Trabajé con Luigi Lucheni. Ensanché las vacilaciones gaseosas de su psique y luego comprimí vapores tan inflamables hasta concentrarlos tanto como un soplete. Los asesinos precisan muchas magnificaciones rápidas del ego para estar preparados en el trance homicida.

No fallé. Lucheni, un joven empobrecido, se hizo anarquista después de haberse ido a vivir con los suizos. En Ginebra encontró a revolucionarios que le aceptaron, a lo sumo, con recelos. Sus compatriotas italianos le llamaban
il stupido
(lo que duplicaba la compresión diaria de sus cóleras). Me fue de utilidad que le ridiculizaran las personas de quienes él esperaba aplauso.

—Convéncelas por medio de tus acciones —le aconsejaba yo—. Estás aquí entre nosotros para arrebatar la vida a alguien que ocupa un lugar muy alto entre las clases opresoras.

—¿Quién es esa persona? —preguntó.

—Lo sabrás cuando te la indiquen.

¡Pobre emperatriz Isabel! Era tan orgullosa y tan poética que cuando estaba de vacaciones sólo permitía que la escoltaran unos pocos guardaespaldas. Incluso entonces tenían que mantenerse a diez pasos de su persona. Daba igual que forzosamente se le acercaran desconocidos. Siempre era un turista que pedía un autógrafo. Así pues, estaba paseando sola por la orilla del Ródano cuando Lucheni se le acercó, sacó una lima afilada y se la clavó en el corazón.

Fue apresado de inmediato, registraron su domicilio y examinaron su diario. El mundo entero supo enseguida que había escrito: «Cómo me gustaría matar a alguien..., pero tiene que ser alguien importante para que lo publique la prensa.»

Podría haber elegido a Felipe, duque de Orleans, que estaba de visita en Ginebra, pero fue la hermosa Sisí: la emperatriz Isabel.
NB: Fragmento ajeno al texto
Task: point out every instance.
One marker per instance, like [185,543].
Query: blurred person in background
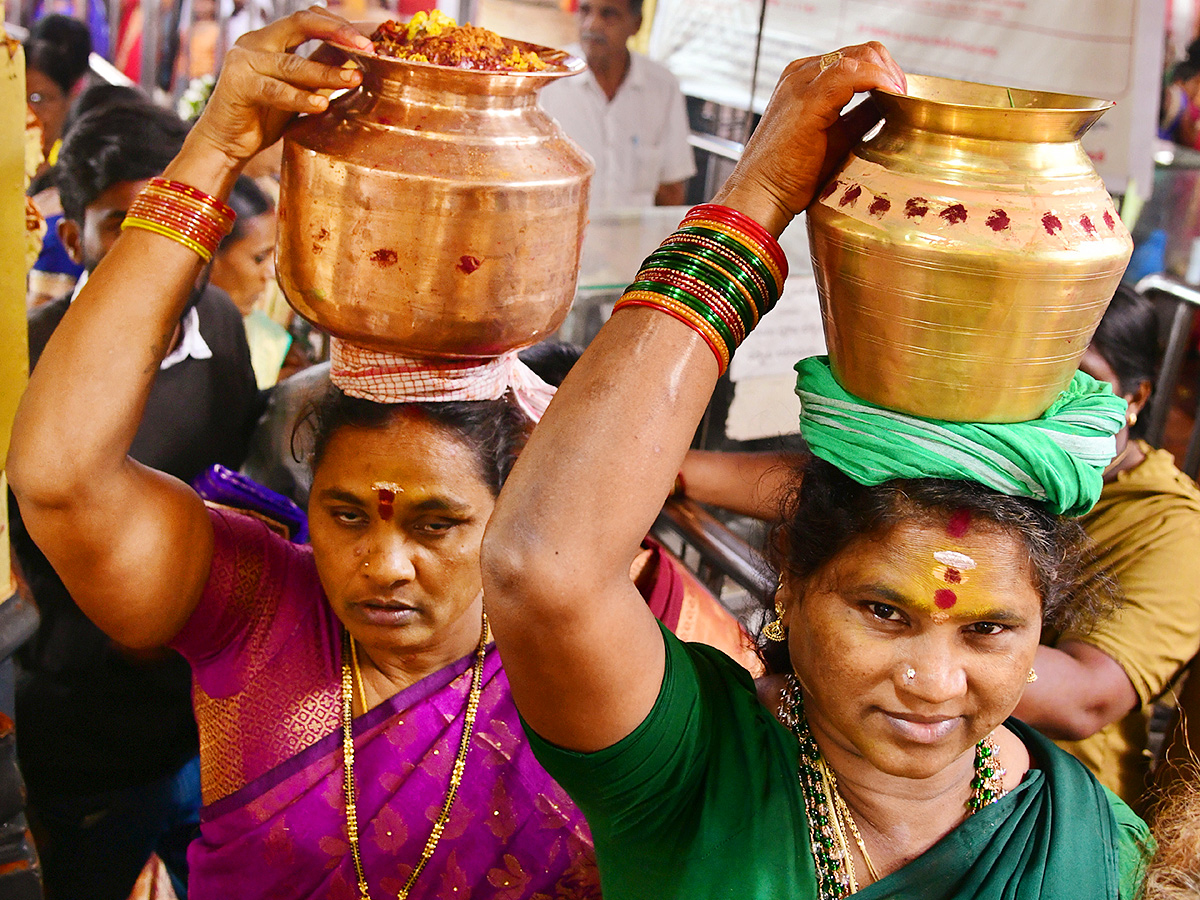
[57,53]
[108,743]
[625,111]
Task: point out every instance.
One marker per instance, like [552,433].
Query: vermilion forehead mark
[945,598]
[959,523]
[387,491]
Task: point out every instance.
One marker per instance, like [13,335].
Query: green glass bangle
[693,295]
[705,293]
[739,288]
[759,294]
[743,252]
[719,289]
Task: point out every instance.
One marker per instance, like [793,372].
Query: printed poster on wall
[1101,48]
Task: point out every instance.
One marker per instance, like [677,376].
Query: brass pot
[433,211]
[966,252]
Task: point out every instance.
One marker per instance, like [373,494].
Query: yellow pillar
[13,345]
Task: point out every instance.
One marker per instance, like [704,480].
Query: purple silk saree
[265,654]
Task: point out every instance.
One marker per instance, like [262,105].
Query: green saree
[702,801]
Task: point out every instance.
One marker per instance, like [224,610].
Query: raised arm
[133,546]
[582,652]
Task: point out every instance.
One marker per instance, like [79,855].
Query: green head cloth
[1057,459]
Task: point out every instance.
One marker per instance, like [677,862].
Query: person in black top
[107,739]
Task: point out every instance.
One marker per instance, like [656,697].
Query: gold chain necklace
[351,661]
[841,811]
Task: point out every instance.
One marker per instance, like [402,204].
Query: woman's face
[915,646]
[244,268]
[49,103]
[396,516]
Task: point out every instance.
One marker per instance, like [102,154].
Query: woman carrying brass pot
[919,562]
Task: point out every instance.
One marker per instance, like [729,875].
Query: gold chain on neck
[351,675]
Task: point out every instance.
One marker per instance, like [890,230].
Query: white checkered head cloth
[390,378]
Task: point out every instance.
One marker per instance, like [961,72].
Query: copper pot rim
[569,63]
[937,90]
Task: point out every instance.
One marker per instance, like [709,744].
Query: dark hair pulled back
[826,511]
[1127,339]
[496,430]
[59,47]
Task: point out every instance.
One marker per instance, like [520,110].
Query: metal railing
[723,553]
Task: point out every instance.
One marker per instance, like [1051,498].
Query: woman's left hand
[264,84]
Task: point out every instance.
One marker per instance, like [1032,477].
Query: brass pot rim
[385,65]
[941,91]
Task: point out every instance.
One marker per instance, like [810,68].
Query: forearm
[1079,690]
[747,484]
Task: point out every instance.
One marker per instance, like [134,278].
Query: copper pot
[966,252]
[433,211]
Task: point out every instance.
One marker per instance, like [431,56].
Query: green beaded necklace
[831,851]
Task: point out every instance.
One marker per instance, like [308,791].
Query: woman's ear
[1139,397]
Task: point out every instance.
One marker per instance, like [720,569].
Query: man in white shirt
[625,111]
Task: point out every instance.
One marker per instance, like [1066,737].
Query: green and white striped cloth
[1057,459]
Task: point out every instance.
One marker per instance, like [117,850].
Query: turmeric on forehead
[387,492]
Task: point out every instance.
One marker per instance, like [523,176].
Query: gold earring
[774,630]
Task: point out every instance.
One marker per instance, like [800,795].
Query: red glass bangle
[195,193]
[201,227]
[189,207]
[741,220]
[703,293]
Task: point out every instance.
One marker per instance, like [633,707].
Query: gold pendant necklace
[351,675]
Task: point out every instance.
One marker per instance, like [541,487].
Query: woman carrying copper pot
[358,735]
[918,563]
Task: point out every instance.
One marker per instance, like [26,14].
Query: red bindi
[959,523]
[387,503]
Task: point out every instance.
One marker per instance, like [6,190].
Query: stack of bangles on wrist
[719,274]
[183,214]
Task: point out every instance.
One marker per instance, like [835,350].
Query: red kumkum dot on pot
[959,523]
[955,214]
[945,598]
[384,257]
[999,221]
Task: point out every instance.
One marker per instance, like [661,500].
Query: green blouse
[702,801]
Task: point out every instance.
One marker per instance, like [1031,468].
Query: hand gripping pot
[435,211]
[966,252]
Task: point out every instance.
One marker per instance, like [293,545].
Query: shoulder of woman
[769,690]
[1014,756]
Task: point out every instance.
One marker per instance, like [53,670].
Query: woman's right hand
[264,84]
[803,136]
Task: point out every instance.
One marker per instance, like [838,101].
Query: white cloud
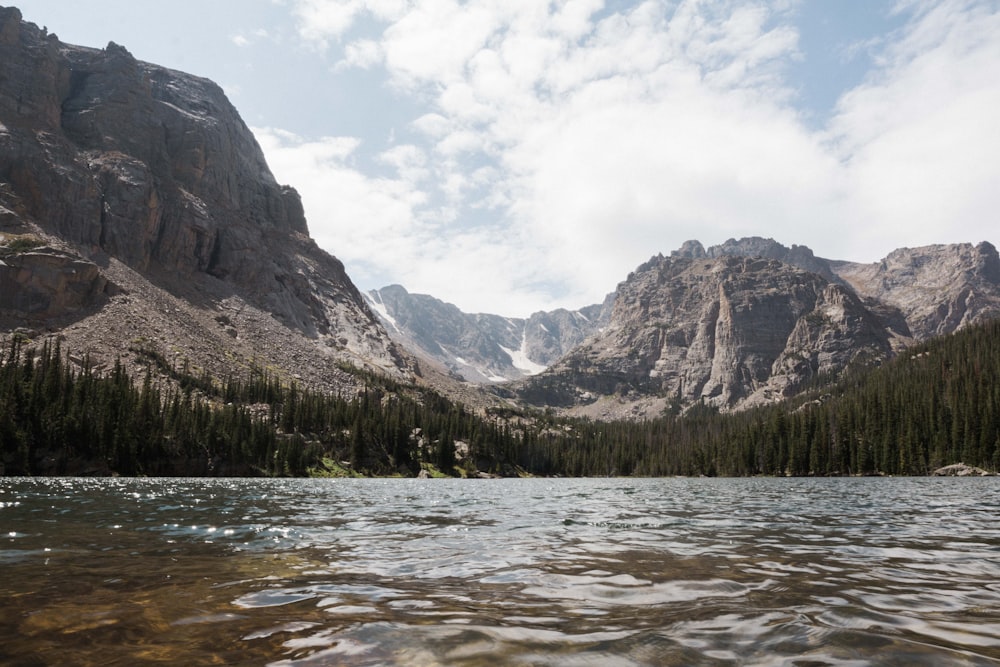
[592,140]
[920,140]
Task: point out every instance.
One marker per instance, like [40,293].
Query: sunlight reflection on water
[501,572]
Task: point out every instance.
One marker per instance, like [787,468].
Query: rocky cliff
[726,331]
[936,289]
[752,321]
[160,220]
[483,348]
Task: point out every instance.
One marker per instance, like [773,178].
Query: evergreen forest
[933,405]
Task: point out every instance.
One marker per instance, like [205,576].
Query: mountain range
[138,218]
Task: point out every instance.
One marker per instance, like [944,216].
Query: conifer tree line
[935,404]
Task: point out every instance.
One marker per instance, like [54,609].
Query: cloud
[557,145]
[919,139]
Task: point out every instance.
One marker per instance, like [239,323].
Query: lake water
[607,572]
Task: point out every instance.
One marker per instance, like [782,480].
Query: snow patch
[519,358]
[382,311]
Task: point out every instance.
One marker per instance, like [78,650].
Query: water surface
[500,572]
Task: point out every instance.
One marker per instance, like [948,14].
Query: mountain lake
[602,572]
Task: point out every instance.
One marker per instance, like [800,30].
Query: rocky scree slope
[483,348]
[136,209]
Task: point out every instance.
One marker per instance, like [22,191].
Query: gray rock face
[482,348]
[756,246]
[726,331]
[937,289]
[124,161]
[44,283]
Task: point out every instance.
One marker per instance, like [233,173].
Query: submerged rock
[961,470]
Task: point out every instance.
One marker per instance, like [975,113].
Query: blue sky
[515,155]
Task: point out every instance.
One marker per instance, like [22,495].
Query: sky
[509,156]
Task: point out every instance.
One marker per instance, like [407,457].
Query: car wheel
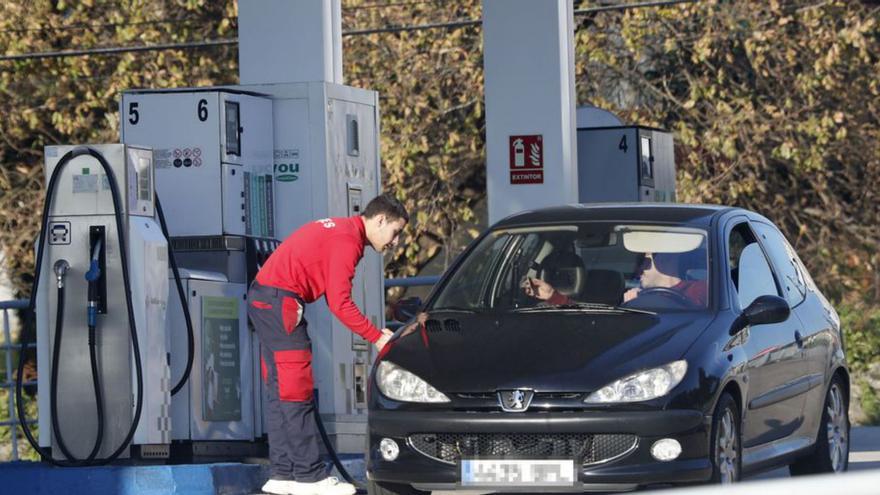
[376,488]
[726,444]
[831,454]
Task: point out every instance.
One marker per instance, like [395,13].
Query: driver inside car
[658,271]
[664,271]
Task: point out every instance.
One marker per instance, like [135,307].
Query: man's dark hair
[387,205]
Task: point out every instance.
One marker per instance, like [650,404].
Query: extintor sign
[527,159]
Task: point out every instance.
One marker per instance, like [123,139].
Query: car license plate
[517,472]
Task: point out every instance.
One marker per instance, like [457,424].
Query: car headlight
[399,384]
[644,385]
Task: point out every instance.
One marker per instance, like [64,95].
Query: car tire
[726,441]
[831,453]
[377,488]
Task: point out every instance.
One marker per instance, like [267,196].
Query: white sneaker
[327,486]
[278,487]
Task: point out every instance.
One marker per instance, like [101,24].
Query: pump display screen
[221,361]
[233,138]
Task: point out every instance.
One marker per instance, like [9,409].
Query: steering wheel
[677,296]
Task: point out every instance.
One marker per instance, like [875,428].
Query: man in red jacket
[319,259]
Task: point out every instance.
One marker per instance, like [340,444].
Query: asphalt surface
[864,455]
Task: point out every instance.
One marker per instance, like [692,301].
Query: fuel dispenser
[101,295]
[326,139]
[213,155]
[625,163]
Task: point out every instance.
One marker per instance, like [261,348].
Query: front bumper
[634,468]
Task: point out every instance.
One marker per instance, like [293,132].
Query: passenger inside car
[678,272]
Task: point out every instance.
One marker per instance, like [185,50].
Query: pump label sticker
[59,233]
[85,184]
[527,159]
[162,158]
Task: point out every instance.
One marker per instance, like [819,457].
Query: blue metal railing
[8,384]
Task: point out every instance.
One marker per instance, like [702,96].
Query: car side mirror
[406,309]
[763,310]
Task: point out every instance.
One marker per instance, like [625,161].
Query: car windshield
[584,266]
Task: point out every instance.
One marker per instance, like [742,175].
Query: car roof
[622,212]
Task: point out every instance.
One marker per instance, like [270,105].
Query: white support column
[282,41]
[528,53]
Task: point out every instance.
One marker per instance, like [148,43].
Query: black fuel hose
[184,302]
[53,403]
[123,254]
[330,450]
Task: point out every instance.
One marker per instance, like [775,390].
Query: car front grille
[585,448]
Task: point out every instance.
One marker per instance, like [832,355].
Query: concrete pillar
[282,41]
[531,145]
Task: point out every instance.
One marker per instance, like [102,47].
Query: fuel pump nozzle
[61,267]
[92,276]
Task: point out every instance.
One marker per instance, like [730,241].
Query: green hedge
[861,333]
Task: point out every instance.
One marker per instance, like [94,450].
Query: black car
[605,348]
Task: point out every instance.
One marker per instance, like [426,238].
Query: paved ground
[864,455]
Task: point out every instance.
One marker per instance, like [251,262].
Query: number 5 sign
[527,159]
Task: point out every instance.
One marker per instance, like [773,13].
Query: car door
[813,312]
[774,405]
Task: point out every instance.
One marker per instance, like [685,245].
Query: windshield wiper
[583,306]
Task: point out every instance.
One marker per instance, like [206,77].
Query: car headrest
[565,272]
[604,286]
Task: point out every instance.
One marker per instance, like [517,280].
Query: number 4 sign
[527,159]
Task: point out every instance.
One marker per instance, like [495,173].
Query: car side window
[749,270]
[790,277]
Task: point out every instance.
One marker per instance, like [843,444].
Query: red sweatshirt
[319,259]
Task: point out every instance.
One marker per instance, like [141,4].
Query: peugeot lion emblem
[515,400]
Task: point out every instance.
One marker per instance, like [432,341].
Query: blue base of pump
[184,479]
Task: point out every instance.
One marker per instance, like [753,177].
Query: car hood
[548,351]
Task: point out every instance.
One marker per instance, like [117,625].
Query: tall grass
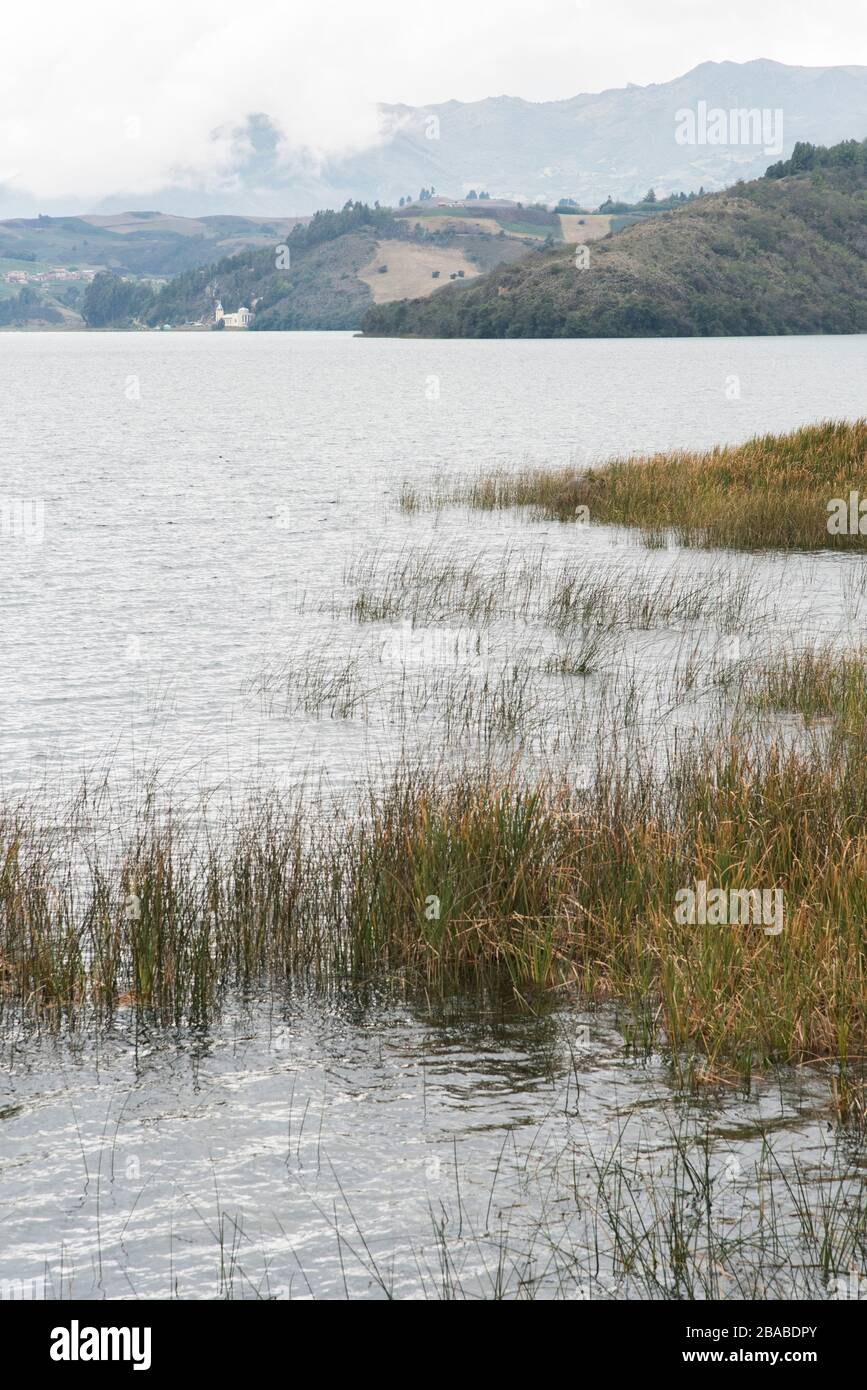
[771,492]
[477,877]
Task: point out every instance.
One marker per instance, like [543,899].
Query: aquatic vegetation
[771,492]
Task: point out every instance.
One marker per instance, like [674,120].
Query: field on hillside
[410,270]
[587,228]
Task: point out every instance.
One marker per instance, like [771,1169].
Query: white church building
[241,320]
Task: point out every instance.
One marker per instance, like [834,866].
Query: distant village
[40,277]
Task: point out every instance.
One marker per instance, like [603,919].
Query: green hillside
[785,253]
[310,281]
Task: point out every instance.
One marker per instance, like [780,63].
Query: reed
[771,492]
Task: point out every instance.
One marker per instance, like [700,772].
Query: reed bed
[432,585]
[473,879]
[771,492]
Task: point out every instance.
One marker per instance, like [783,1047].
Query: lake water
[182,517]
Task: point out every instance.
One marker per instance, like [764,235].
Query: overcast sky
[103,95]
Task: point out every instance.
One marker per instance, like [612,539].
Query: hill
[785,253]
[47,263]
[324,275]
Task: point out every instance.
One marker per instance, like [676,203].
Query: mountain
[328,271]
[134,243]
[785,253]
[618,142]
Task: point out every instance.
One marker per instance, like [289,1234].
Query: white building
[241,320]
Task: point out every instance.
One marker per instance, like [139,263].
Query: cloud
[100,99]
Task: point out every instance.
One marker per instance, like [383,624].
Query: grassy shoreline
[771,492]
[478,879]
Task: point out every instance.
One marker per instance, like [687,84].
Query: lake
[189,524]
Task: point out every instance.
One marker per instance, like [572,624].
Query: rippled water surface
[193,506]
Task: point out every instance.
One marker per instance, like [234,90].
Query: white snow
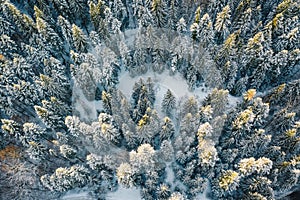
[124,194]
[87,109]
[162,82]
[72,195]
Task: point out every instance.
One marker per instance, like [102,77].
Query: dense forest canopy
[66,126]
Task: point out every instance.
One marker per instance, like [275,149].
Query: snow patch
[71,195]
[124,194]
[162,82]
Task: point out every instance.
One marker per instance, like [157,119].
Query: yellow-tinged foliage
[9,152]
[249,95]
[291,132]
[227,179]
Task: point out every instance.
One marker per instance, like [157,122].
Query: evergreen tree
[168,104]
[79,39]
[222,24]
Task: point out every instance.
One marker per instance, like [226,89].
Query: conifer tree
[168,104]
[222,24]
[79,39]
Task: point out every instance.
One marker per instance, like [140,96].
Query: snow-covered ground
[72,195]
[125,194]
[162,82]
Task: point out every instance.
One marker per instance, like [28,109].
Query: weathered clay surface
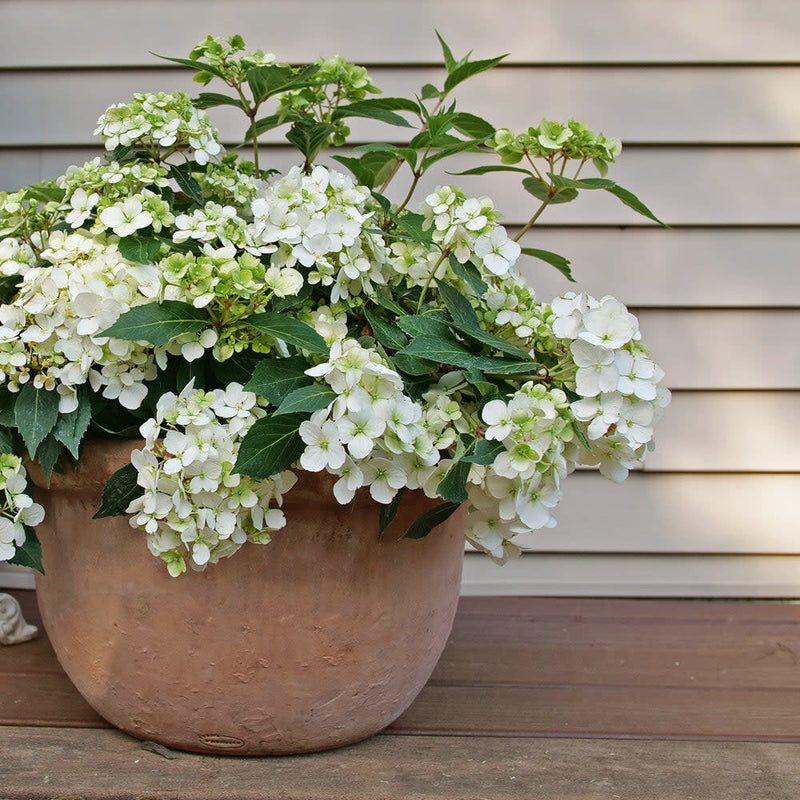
[318,639]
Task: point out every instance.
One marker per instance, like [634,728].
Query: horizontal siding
[683,186]
[99,32]
[677,575]
[740,105]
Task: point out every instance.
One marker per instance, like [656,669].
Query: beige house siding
[704,96]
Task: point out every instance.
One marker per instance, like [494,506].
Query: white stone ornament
[13,628]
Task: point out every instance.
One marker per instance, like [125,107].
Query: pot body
[318,639]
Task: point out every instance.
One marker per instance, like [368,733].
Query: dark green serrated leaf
[387,333]
[29,554]
[48,454]
[626,197]
[541,191]
[199,66]
[485,452]
[139,249]
[473,126]
[373,109]
[306,399]
[6,441]
[388,512]
[554,259]
[470,274]
[272,79]
[214,99]
[188,185]
[71,428]
[426,522]
[120,490]
[157,323]
[35,415]
[275,378]
[288,329]
[492,168]
[309,137]
[272,445]
[464,71]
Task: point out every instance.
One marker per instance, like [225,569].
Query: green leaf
[458,306]
[71,428]
[270,446]
[376,109]
[35,415]
[199,66]
[188,185]
[541,191]
[309,137]
[472,126]
[9,285]
[47,455]
[6,441]
[157,323]
[470,274]
[275,378]
[387,333]
[306,398]
[554,259]
[485,452]
[430,519]
[491,168]
[214,99]
[449,61]
[118,493]
[628,198]
[30,553]
[389,512]
[453,486]
[289,329]
[271,79]
[464,71]
[139,249]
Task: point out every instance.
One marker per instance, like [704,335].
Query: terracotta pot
[318,639]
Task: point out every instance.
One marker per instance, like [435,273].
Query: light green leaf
[430,519]
[306,399]
[139,249]
[118,493]
[157,323]
[272,445]
[554,259]
[35,415]
[289,329]
[275,378]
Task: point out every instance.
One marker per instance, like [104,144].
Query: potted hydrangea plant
[237,357]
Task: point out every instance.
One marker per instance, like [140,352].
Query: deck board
[533,697]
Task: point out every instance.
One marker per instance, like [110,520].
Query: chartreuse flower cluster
[250,327]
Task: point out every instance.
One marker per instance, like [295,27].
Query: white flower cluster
[615,378]
[50,330]
[523,485]
[317,221]
[371,434]
[17,508]
[467,227]
[194,506]
[163,121]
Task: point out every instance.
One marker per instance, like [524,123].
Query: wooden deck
[534,698]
Yo sabía que Sisí causaría más revuelo. Del mismo modo que yo había arrastrado de la narizota al cura anatematizador hasta el arco donde Adi estaba fumando, dirigí a Lucheni hacia la emperatriz Isabel.

Si al lector le desazona que me presente como un observador sereno, un cronista ecuánime, y que no obstante sea también capaz de instigar los actos más sórdidos sin el menor remordimiento, que no se sorprenda. Los demonios necesitan dos naturalezas. En parte, somos civilizados. Lo que la mayoría de las veces puede parecer menos patente es que nuestro objetivo último es destruir la civilización como primer paso para soslayar a Dios, y una empresa así exige una disposición
a hacer lo que haga falta:
una excelente expresión que oí hace años a un cliente menor que trabajaba en un equipo de filmación.

En todo caso, el efecto inmediato del homicidio fue excepcional. Sin embargo, dejaré que lo cuente el propio
Mark Twain.

7

El autor se encontraba entonces en Kaltenleutgeben, una pequeña ciudad austriaca situada a unos sesenta y cinco kilómetros de Viena. Una inversión fallida en una nueva linotipia le había arruinado.